In those early days, the simplest encoding was enough to throw off would-be codebreakers. The most-used systems were ciphers, in which the original letters of a message—its plaintext—were transposed or replaced by other letters. One of Julius Caesar's ciphers, as an instance, consisted of substituting plaintext letters with those that were three places farther along in the Roman alphabetic sequence. Even that was too complicated for his great-nephew Augustus, the first emperor of Rome, who simply substituted the very next letter in the alphabet. Use of these single-alphabet—or monoalphabetic—ciphers could convert the plaintext order attack into the meaningless jumble taktac by the transposition of letters, or buubdl by applying Augustus's substitution method.
Over time, a second type of cryptographic system that came into widespread use was that of codes. For key words he wanted to communicate, the codemaker would create lists of unintelligible equivalents—letters, numbers or symbols—and assemble them in codebooks to be held both by senders and receivers. To signal attack the sender would look up the equivalent—1502, say—in his book. The receiver would, in turn, track down that number in his codebook, read its plaintext meaning and know what his commander was ordered to do.

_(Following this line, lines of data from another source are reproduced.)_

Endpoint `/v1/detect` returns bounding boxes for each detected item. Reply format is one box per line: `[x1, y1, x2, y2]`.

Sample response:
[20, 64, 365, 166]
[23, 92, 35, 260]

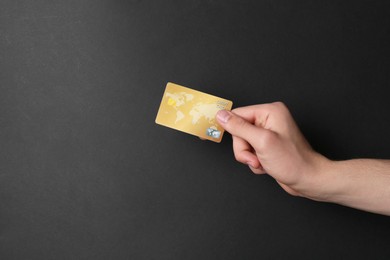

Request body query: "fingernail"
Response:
[246, 162, 255, 168]
[217, 110, 231, 123]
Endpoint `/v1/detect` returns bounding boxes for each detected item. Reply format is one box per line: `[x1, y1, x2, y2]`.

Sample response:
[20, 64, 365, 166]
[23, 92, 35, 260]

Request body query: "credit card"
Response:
[156, 82, 233, 143]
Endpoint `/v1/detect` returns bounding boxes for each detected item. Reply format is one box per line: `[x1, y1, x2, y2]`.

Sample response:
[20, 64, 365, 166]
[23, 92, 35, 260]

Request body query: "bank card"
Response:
[156, 82, 233, 143]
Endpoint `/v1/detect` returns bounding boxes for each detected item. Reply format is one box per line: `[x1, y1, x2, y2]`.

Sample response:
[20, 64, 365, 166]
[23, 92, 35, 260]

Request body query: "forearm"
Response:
[313, 159, 390, 215]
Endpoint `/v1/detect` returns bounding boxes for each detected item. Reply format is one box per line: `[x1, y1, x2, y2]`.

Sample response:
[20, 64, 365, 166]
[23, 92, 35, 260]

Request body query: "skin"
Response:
[217, 102, 390, 215]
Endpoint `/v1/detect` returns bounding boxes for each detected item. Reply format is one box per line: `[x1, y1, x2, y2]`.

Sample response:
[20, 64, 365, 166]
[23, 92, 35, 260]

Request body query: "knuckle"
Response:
[259, 131, 277, 150]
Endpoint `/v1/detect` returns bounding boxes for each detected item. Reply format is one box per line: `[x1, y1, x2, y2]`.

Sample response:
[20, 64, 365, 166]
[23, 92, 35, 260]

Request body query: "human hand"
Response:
[217, 102, 328, 198]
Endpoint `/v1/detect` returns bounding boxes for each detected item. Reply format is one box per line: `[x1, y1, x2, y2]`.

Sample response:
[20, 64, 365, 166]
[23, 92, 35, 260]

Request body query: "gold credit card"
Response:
[156, 82, 233, 143]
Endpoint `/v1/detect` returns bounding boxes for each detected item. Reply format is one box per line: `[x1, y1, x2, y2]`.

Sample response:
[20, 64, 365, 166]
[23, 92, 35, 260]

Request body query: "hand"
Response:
[217, 102, 327, 196]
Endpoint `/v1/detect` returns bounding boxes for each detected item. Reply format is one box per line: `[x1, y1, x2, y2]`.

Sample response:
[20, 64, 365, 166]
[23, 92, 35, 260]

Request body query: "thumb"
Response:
[216, 110, 268, 147]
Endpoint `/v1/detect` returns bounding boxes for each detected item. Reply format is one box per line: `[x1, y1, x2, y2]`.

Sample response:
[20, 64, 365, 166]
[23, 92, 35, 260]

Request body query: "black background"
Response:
[0, 0, 390, 259]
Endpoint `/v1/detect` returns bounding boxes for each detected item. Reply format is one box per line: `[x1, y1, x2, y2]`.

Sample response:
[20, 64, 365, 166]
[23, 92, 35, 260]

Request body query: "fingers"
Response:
[217, 110, 266, 148]
[233, 136, 260, 169]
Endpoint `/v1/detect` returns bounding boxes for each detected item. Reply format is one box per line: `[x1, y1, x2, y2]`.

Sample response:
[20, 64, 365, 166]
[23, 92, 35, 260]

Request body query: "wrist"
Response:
[297, 152, 338, 202]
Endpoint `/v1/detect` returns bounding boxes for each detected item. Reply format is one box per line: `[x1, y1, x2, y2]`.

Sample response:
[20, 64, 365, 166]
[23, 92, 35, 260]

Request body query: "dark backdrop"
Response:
[0, 0, 390, 259]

Those primitive types of codes were easy prey for cryptanalysts who discovered the technique of frequency analysis. By counting the number of times a given letter appeared i
n a message, the analyst could take a good guess that the most frequently used code letter stood for the most common plaintext letter in a given language—e, in English for example—and thus gain a lever for opening up the remainder of the plaintext.
It was essential that codemakers come up with new ways to outwit the cryptanalysts. One way to foil frequency analysis was to treat the consonants of a code alphabet as usual, but to add several different variants for e and each of the other vowels. An even better system was invented by Leon Battista Alberti, a Florentine born in 1404. Alberti developed a cipher disk, with the plaintext alphabet on the outer ring and a cipher alphabet on the inner ring. By prearrangement between sender and receiver, the sender would set his cipher ring at, say, G under the plaintext A and encode several words. But then he would turn the cipher ring so that Y would fall under A. In effect he would bring a whole new cipher alphabet into play. With other shifts, he would employ additional alphabets. This was the start of the multi-alphabet, or polyalphabetic, substitution system that, in ever more advanced forms, remained a cryptographer's mainstay for centuries.
So it went, down through the ages. In medieval England, both Roger Bacon and Geoffrey Chaucer were ardent users of cryptography. During the Renaissance, the city-states of Italy raised the art to high levels of sophistication. Napoleon Bonaparte's neglect of more secure forms of code-making led to his first great defeat. In a preview of a much later cryptanalytic triumph, the Russians read Napoleon's dispatches and combined these disclosures with the rigors of the Russian winter to turn back the invaders at the gates of Moscow.
New technologies necessitated new security safeguards for communications. Invention of the telegraph, for example, led Union commanders in the American Civil War to seek better ways to prevent their messages from being betrayed to Confederate generals. For Union generals McClellan and Grant, cryptographers devised codebooks in which user-friendly ordinary words substituted for plaintext. Colonel became Venus, Neptune was Richmond, and Adam was President Lincoln.